Ein deutsches Nein, wie es Schumacher vorschlägt, bringt uns um all diese Möglichkeiten, und wir sehen eben die Gefahr, daß wir den Zeitpunkt versäumen könnten, in dem der Aufbau Europas mit der notwendigen Hilfe der Vereinigten Staaten noch möglich ist, die vielleicht selbst einmal nicht mehr willens oder in der Lage sind, weiterhin so großzügig Mittel nach Europa zu geben.
Weiter sehen wir in einem europäischen Bund die Sicherung gegen eine sich neu bildende preußisch-deutsche Kommandostelle. Wenn schon Herr Adenauer so zentralistische Touren reitet wie bei der Bundespolizei, dann wäre ein Kanzler Schumacher das totale Ende des Föderalismus.
Wir wünschen, daß dieser übergeordnete europäische Bund möglichst stark und umfassend
wird, damit sich in der deutschen Bundesrepublik nicht mehr ein undemokratischer Kommandogeist bilden kann, der uns abstößt.
Schließlich denken wir ganz einfach folgendes. Nun haben wir jahrelang gewartet, wir waren draußen vor den Türen der Welt, wir haben noch vor kurzem nicht hoffen können. daß wir so bald wieder in der europäischen Völkerfamilie mitarbeiten können. Das hat auch Herr Schäfer bereits zum Ausdruck gebracht. Wir haben jetzt die berechtigte Hoffnung. mit diesem Schritt auch bald unsere völlige Gleichberechtigung zu erhalten.
In diesem Augenblick sollten wir nein sagen? Allerdings richten wir an die Alliierten den dringenden Appell: Geben Sie uns schon jetzt die Zusicherung, daß die im September sich füllende Jahresfrist für die Änderung des Besatzungsstatuts zur Wiederherstellung unserer nationalen Souveränität führen wird und daß wir als Völkerrechtssubjekt auch wieder eine eigene Außenpolitik fuhren können. Wenn der heutige Schritt in möglichst großer Geschlossenheit und Einigkeit erfolgt, dann werden auch die Alliierten nicht zögern, die notwendigen Konsequenzen zu ziehen.

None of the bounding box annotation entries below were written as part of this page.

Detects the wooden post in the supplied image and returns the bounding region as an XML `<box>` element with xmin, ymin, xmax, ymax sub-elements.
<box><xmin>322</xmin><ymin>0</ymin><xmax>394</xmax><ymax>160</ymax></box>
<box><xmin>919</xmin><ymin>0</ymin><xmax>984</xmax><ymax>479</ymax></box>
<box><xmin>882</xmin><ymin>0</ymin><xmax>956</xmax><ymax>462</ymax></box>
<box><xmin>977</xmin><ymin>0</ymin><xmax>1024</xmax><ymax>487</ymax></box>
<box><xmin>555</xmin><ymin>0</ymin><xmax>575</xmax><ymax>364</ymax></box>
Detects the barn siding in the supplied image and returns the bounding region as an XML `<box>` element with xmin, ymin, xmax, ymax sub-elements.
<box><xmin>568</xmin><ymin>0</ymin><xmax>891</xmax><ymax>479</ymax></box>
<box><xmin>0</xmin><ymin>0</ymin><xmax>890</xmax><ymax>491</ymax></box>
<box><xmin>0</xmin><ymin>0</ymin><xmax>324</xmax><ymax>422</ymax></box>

Nun besteht wohl bei allen Parteien, mit Ausnahme der Kommunisten, Einigkeit in der grundsätzlichen Bejahung der Europaidee, nicht aber in der Frage des Eintritts in den Europarat. Könnte nicht folgender Gedanke die Bedenken der SPD ausräumen? Ich meine. daß wir zwar den Europarat betreten, die 18 Abgeordneten wählen. sie auch nach Straßburg entsenden, daß diese aber dort als stumme Beobachter in der beratenden Versammlung bleiben, bis der deutschen Bundesrepublik die volle Gleichberechtigung zugestanden wird.

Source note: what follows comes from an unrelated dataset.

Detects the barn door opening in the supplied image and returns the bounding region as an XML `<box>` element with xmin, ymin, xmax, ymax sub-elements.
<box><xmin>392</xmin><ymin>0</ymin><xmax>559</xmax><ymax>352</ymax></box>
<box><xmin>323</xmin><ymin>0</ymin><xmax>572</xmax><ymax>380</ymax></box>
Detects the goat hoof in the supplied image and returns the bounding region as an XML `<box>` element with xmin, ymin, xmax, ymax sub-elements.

Stumme Beobachter und ein stummer Vorwurf! Sollte eine dahingehende Erklärung auf Änderung des Besatzungsstatuts im September durch die Alliierten schon jetzt erfolgen, dann wäre die Situation wesentlich erleichtert. Jedenfalls sollten wir einer so großen Idee und so viel gutem Willen von amerikanischer und französischer Seite dadurch begegnen. daß wir im Bundestag irgendeine Lösung finden, um diesen Staater in der Gestaltung Europas mitzuhelfen.
Da wir als Volk weiter bestehen und leben wollen, bejahen wir den Europarat als die notwendige Lebensgemeinschaft der europäischen Völker, als Schutz vor dem Aufleben veralteter Nationalismen, als Pfand für die Erhaltung des Friedens.